As Collet added in the 2005 article, the ridiculous 31-0 and 22-0 wins over American Samoa and Tonga respectively (thrashings handed out only a few years earlier) argued strongly in favour of the decision. By entering the Asian Confederation, Australia was improving the mean quality of football in the region, ramping up the competitiveness and challenging the stagnating duopoly of regional giants Japan and South Korea. With the Gulf states rising in prominence over the last few years as well, it seems that the footballing health of the region is currently cresting new summits. This year’s Asian Cup, inarguably a raucous success here in Australia, has also shown that battles between Asian nations are very much enthralling and unpredictable spectacles. Traditional forces can no longer assume a clear path to the final; the UAE’s remarkable triumph over Japan was evidence of that. Matches like the fabulous 3-3 draw between Iraq and Iran are single handedly worth the price of admission.

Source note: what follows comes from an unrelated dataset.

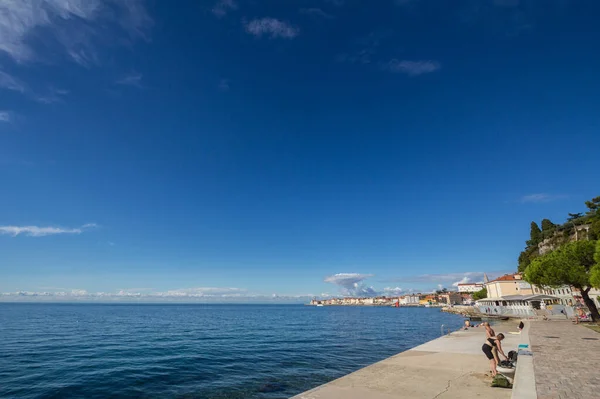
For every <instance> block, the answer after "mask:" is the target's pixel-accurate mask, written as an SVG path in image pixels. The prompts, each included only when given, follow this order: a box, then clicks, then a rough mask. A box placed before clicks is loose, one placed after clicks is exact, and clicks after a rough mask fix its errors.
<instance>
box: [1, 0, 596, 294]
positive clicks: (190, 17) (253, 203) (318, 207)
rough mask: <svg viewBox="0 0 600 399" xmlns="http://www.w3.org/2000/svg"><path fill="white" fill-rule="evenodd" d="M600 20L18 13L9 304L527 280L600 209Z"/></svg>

Australia have lost already to their opponents in Saturday’s final, South Korea, and a gripping championship contest is expected. Ebullient competition is the hallmark here.
Of course, it’ve very easy to praise the increased level of competitiveness when it’s an Australian club holding the AFC Champions League trophy, and when both male and female national teams are competing for the regional championship. Grumblings from nations who have been on the sore end of these triumphs are, if nothing more than sour grapes, at least understandable. And so, amid FIFA’s wholly entrenched culture of shadiness and back-alley dealings, mentioning the existence of vague “desires” to evict Australia from Asia equates to a tangible fear of attack. FIFA’s thirst for ethical opacity has never been more acute, and with the denial of clarity comes the sweaty fever-dreams of conspiracy and lies.

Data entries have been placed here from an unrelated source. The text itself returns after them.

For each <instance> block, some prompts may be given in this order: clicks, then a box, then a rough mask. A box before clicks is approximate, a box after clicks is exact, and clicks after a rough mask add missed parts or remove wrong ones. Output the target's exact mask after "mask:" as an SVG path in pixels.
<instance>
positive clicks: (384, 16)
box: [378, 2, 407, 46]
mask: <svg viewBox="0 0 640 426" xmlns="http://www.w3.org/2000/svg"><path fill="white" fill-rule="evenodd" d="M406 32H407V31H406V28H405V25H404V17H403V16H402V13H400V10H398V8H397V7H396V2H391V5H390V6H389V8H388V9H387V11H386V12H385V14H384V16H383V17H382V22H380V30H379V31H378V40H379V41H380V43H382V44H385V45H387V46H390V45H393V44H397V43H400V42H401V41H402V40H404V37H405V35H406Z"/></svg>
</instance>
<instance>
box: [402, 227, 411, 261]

One assumes that high ranking FIFA officials, as well as acting in their capacity as administrators of the various international confederations, also retain strong ties to football goings-on in their homelands. If we are speaking purely in terms of, say, chances for qualifying for international competitions, then it is firmly in the interests of countries (like President Al-Khalifa’s UAE) to seek to remove rivals from this equation. Australia’s eviction from Asia would directly result in an increased chance for the remaining nations to qualify for a future World Cup, this is clear (it was the very reason to remove Australia from Oceania in the first place). And because, as far as one can tell, the avenue for an eviction is via a simple vote among the Confederate members, the threat of potential expulsion is seemingly unhindered any vital stipulations. As we saw when Australia moved into Asia, Blatter didn’t even need to wait for the FIFA Congress to approve the change in 2005. It is in this unregulated context of competing agendas that treachery, bribery and sleaze can thrive. Certainly, past FIFA scandals show that it has done elsewhere.
Where does the dishonesty end and the truth begin? Who are the upstanding candidates and who are the charlatans? Behind whom are we to rally, or is it against whom? FIFA have assembled for themselves a Delphic haze of misdirection and chicanery under which to do their business, and there is no sign yet of it clearing.